Mais il faut apprendre, et dans le silence, à attendre le salut de l’Éternel. Recevoir de sa main la discipline qu’il permet, «le joug dans la jeunesse». S’il le faut, accepter la solitude et se taire, parce que les épreuves viennent de lui, dans l’assurance toutefois que «s’il afflige, il a aussi compassion, selon la grandeur de ses bontés».

 

5.6   Pas lassé

À travers ces longues années douloureuses, le fait le plus remarquable est que Jérémie ne se soit pas lassé. Jusqu’au bout il a été fidèle à son Dieu, fidèle à son appel de prophète ; fidèle à son peuple, malgré sa rébellion, sa pauvreté, sa détresse.

Cette persévérance est résumée en quelques mots : «Je ne me suis pas hâté de cesser d’être pasteur en Te suivant» (Jér. 17:16).

Juda et ses chefs disaient : «Où est la parole de l’Éternel ? Qu’elle vienne donc !» Depuis le temps, Jérémie, que tu nous annonces le jugement, qu’il arrive ! Nous ne voyons pas du tout que tes prophéties se réalisent. Ils ressemblaient à ces moqueurs de notre temps dont parle Pierre : «Où est la promesse de sa venue ? Car, depuis que les pères se sont endormis, toutes choses demeurent au même état dès le commencement de la création» (2 Pierre 3:4). Nous savons pourtant que le Seigneur Jésus reviendra, d’abord pour enlever les siens, puis pour juger la terre. Jérémie affirmait : «Je n’ai pas désiré le mauvais jour». Il ne souhaitait pas, comme Jonas, que sa prophétie s’accomplisse afin d’avoir raison. Mais, humblement, il persévérait dans ce service de pasteur, de prophète, parce qu’il suivait Celui qui serait plus grand que lui, plus grand que Jonas, le vrai Serviteur qui «ne se lasserait pas, ne se hâterait pas, jusqu’à ce qu’il ait établi le juste jugement sur la terre» (És. 42:4).

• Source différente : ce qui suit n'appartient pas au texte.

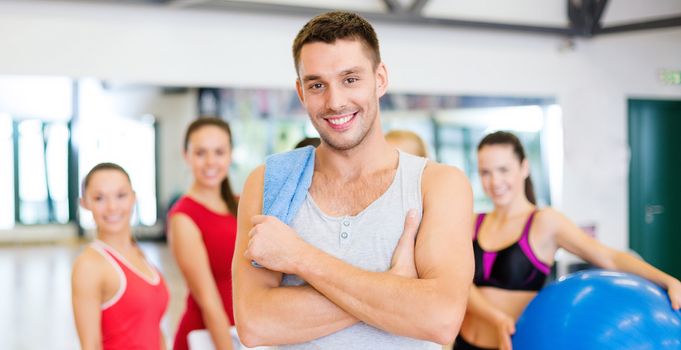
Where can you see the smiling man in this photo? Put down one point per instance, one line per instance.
(378, 255)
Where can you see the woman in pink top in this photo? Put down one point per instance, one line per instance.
(118, 297)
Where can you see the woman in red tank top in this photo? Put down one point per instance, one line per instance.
(202, 232)
(118, 297)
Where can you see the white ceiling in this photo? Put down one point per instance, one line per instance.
(551, 14)
(531, 12)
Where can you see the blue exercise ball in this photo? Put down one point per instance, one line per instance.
(599, 309)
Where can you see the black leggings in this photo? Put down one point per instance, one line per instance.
(462, 344)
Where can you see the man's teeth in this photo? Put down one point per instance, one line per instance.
(339, 121)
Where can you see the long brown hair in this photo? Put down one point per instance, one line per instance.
(99, 167)
(506, 138)
(225, 187)
(331, 26)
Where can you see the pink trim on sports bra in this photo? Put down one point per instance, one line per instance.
(523, 242)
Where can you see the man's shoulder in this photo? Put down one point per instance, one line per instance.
(438, 177)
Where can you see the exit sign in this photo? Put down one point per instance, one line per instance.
(670, 77)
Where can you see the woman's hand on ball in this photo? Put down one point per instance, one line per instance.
(505, 328)
(674, 291)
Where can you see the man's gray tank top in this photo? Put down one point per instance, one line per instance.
(366, 241)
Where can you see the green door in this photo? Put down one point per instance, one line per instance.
(655, 182)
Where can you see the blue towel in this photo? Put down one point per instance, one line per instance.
(288, 176)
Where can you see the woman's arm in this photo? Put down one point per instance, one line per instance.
(576, 241)
(191, 256)
(86, 298)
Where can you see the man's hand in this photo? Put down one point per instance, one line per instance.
(402, 263)
(273, 244)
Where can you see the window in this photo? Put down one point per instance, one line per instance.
(6, 172)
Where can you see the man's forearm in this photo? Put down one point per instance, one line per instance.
(290, 315)
(418, 308)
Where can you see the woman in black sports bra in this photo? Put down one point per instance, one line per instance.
(514, 248)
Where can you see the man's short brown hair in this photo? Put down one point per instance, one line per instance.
(331, 26)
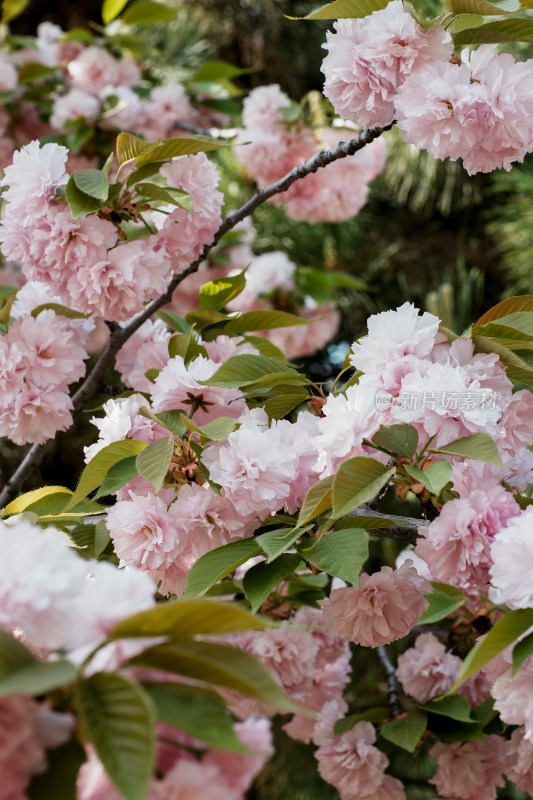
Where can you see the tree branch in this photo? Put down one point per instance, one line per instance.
(392, 682)
(121, 333)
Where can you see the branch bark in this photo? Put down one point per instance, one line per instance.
(392, 683)
(121, 333)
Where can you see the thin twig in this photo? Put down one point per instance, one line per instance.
(392, 682)
(214, 133)
(121, 333)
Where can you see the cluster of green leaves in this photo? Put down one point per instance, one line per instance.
(117, 714)
(469, 21)
(89, 191)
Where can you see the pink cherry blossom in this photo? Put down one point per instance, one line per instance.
(356, 767)
(369, 59)
(26, 729)
(513, 698)
(29, 600)
(519, 761)
(457, 545)
(33, 177)
(239, 770)
(122, 421)
(50, 354)
(95, 68)
(143, 532)
(436, 110)
(511, 555)
(383, 609)
(72, 105)
(185, 233)
(348, 419)
(255, 468)
(470, 770)
(146, 349)
(393, 336)
(179, 386)
(427, 670)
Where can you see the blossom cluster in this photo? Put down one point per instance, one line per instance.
(385, 67)
(333, 194)
(88, 87)
(84, 260)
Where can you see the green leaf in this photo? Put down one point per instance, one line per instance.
(141, 174)
(521, 651)
(461, 23)
(516, 368)
(153, 461)
(111, 9)
(442, 601)
(368, 522)
(32, 71)
(357, 481)
(346, 9)
(98, 467)
(20, 504)
(92, 540)
(263, 321)
(21, 673)
(118, 476)
(263, 578)
(147, 12)
(172, 420)
(341, 553)
(505, 631)
(80, 203)
(485, 8)
(214, 565)
(245, 369)
(79, 137)
(172, 148)
(185, 346)
(216, 294)
(187, 618)
(509, 336)
(166, 194)
(117, 717)
(454, 706)
(510, 306)
(130, 147)
(506, 30)
(434, 478)
(266, 348)
(218, 70)
(60, 779)
(377, 714)
(218, 664)
(199, 712)
(405, 732)
(12, 9)
(318, 499)
(479, 446)
(283, 399)
(92, 182)
(61, 310)
(207, 317)
(399, 440)
(274, 543)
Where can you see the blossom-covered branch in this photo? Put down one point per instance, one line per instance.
(121, 333)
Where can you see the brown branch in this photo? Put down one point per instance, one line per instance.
(121, 333)
(392, 682)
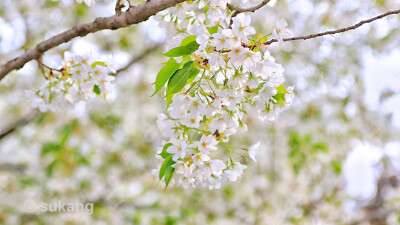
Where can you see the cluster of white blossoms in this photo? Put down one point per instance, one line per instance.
(79, 79)
(218, 74)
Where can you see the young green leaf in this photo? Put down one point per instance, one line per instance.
(180, 77)
(164, 154)
(212, 30)
(280, 98)
(165, 73)
(166, 169)
(282, 89)
(96, 89)
(98, 63)
(188, 40)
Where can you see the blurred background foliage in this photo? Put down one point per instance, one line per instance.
(103, 151)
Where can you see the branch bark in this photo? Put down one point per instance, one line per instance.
(138, 58)
(359, 24)
(251, 9)
(134, 15)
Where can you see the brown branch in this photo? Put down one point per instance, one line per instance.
(134, 15)
(336, 31)
(138, 58)
(251, 9)
(238, 10)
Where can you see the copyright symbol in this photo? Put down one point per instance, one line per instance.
(29, 206)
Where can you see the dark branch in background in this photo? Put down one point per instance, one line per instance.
(133, 15)
(336, 31)
(242, 10)
(138, 58)
(238, 10)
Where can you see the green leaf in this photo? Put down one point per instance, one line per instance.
(180, 77)
(164, 154)
(183, 50)
(188, 40)
(51, 147)
(212, 30)
(282, 89)
(96, 89)
(169, 172)
(166, 169)
(280, 98)
(165, 73)
(98, 63)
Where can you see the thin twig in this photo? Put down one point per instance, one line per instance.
(138, 58)
(134, 15)
(238, 10)
(251, 9)
(336, 31)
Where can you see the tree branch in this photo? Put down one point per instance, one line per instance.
(134, 15)
(336, 31)
(242, 10)
(138, 58)
(251, 9)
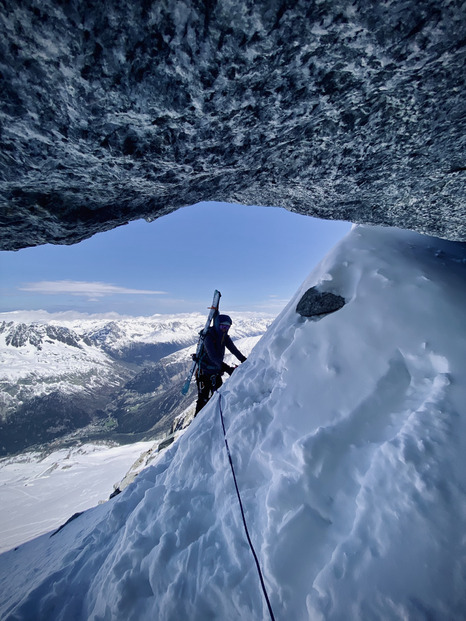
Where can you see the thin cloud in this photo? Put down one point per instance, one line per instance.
(91, 290)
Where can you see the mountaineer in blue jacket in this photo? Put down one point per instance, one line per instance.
(211, 365)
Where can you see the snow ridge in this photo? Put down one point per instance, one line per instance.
(349, 445)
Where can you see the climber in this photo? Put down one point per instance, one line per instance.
(211, 365)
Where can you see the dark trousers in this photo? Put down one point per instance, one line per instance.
(207, 384)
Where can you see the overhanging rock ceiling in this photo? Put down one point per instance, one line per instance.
(120, 110)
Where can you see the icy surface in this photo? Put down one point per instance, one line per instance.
(39, 493)
(120, 110)
(348, 436)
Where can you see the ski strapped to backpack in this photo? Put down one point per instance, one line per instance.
(213, 311)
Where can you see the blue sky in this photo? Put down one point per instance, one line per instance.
(256, 256)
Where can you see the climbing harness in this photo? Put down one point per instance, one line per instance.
(246, 530)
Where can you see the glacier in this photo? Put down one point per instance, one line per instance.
(348, 438)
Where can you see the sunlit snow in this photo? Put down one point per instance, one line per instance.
(348, 437)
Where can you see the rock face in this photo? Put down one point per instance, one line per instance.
(116, 111)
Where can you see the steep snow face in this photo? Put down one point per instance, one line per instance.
(119, 110)
(348, 437)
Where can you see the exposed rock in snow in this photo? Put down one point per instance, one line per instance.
(315, 302)
(118, 110)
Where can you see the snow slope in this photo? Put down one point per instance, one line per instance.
(348, 437)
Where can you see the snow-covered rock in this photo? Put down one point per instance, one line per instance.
(59, 374)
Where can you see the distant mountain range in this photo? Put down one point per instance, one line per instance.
(64, 379)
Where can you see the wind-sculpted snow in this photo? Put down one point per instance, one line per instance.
(103, 377)
(116, 111)
(348, 439)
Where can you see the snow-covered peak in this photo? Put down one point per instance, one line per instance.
(348, 440)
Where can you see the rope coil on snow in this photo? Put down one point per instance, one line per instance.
(246, 530)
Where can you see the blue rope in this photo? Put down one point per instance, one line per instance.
(259, 571)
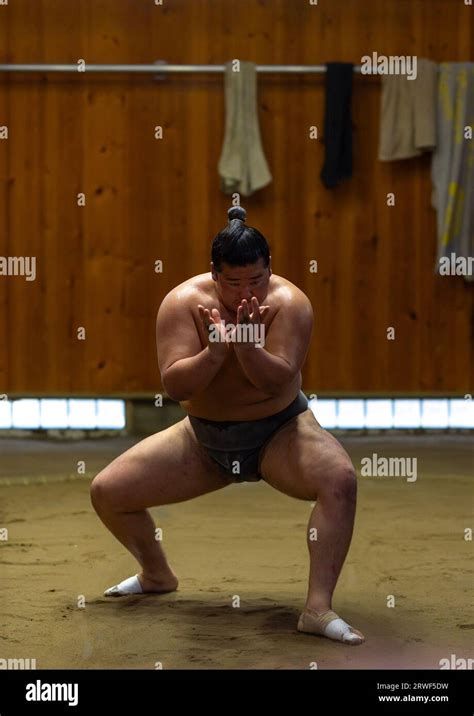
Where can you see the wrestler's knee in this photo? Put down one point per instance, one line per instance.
(341, 484)
(108, 490)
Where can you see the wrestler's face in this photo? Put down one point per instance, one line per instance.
(234, 283)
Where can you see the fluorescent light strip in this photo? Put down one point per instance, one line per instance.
(62, 414)
(398, 413)
(331, 413)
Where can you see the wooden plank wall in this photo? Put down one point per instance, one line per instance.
(148, 199)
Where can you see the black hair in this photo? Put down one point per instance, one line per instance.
(237, 244)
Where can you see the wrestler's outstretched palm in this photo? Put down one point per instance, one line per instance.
(213, 324)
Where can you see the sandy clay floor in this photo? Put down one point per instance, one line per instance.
(246, 540)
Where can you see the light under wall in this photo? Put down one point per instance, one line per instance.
(62, 414)
(403, 413)
(338, 413)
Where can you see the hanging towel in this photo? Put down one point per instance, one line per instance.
(242, 164)
(337, 124)
(452, 168)
(408, 113)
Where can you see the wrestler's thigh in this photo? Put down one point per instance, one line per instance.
(164, 468)
(305, 461)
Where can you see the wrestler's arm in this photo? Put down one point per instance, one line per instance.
(285, 349)
(186, 368)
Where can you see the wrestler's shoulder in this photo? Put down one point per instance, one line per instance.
(284, 293)
(194, 288)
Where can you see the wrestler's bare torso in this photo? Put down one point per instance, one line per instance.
(230, 395)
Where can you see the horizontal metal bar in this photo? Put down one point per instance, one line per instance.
(160, 68)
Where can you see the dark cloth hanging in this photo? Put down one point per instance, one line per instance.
(337, 124)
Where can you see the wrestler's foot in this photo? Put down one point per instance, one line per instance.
(140, 584)
(159, 584)
(327, 623)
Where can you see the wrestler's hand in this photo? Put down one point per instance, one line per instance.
(254, 314)
(217, 339)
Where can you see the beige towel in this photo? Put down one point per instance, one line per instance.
(408, 113)
(242, 164)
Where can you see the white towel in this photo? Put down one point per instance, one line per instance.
(408, 113)
(452, 169)
(242, 164)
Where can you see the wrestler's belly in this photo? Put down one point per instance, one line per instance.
(228, 398)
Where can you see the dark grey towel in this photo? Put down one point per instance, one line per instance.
(337, 124)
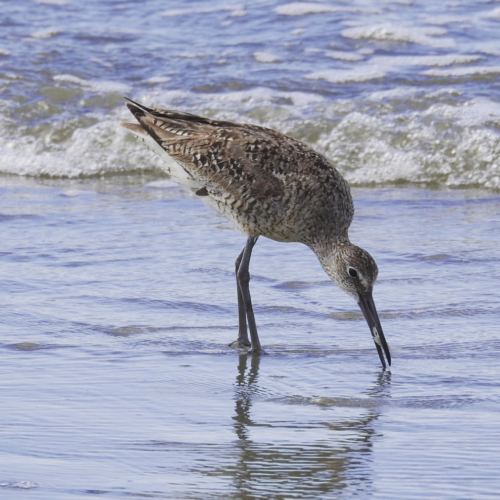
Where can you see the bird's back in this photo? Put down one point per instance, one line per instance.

Paul, plus tard, dira à ces Corinthiens qui l’avaient tant fait souffrir : «Ayant ce ministère comme ayant obtenu miséricorde, nous ne nous lassons point» (2 Cor. 4:1). Dans le sentiment de la grâce qui lui avait été faite d’être serviteur du Seigneur, l’apôtre persévérait. Il ajoute : «Nous ne nous lassons point ; mais si même notre homme extérieur dépérit, toutefois l’homme intérieur est renouvelé de jour en jour... nos regards n’étant pas fixés sur les choses qui se voient, mais sur celles qui ne se voient pas» (v. 16-18). Le renouvellement intérieur, chaque jour, est indispensable pour persévérer. Il importe que nos regards ne s’attardent pas sur les épreuves terrestres, mais se dirigent au-delà, sur les choses invisibles qui sont éternelles.

Et le prophète, et l’apôtre, nous ont laissé ce témoignage de la persévérance, qui, aujourd’hui encore, ne se lasse pas parce que les yeux sont fixés, par la foi, sur Celui qui «à cause de la joie qui était devant lui... a enduré une telle contradiction de la part des pécheurs contre lui-même». Seule une telle contemplation fera «que nous ne serons pas las, étant découragés dans nos âmes» (Héb. 12:3).

 

6                        Baruc (Jér. 36)

Voir au sujet de Baruc, fils de Nerija . l’article de A.G., dans le Messager évangélique 1962, page 207.

Le chapitre que nous venons de lire se situe en la quatrième et la cinquième année du règne de Jéhoiakim, fils de Josias, roi de Juda. L’armée de Nebucadnetsar avait déjà envahi le pays. Une première déportation avait eu lieu incluant Daniel et ses compagnons (Dan. 1:1-4) ; une partie des ustensiles du temple avait été enlevée. Toutefois le roi lui-même demeurait encore à Jérusalem et son règne devait se prolonger quelques années.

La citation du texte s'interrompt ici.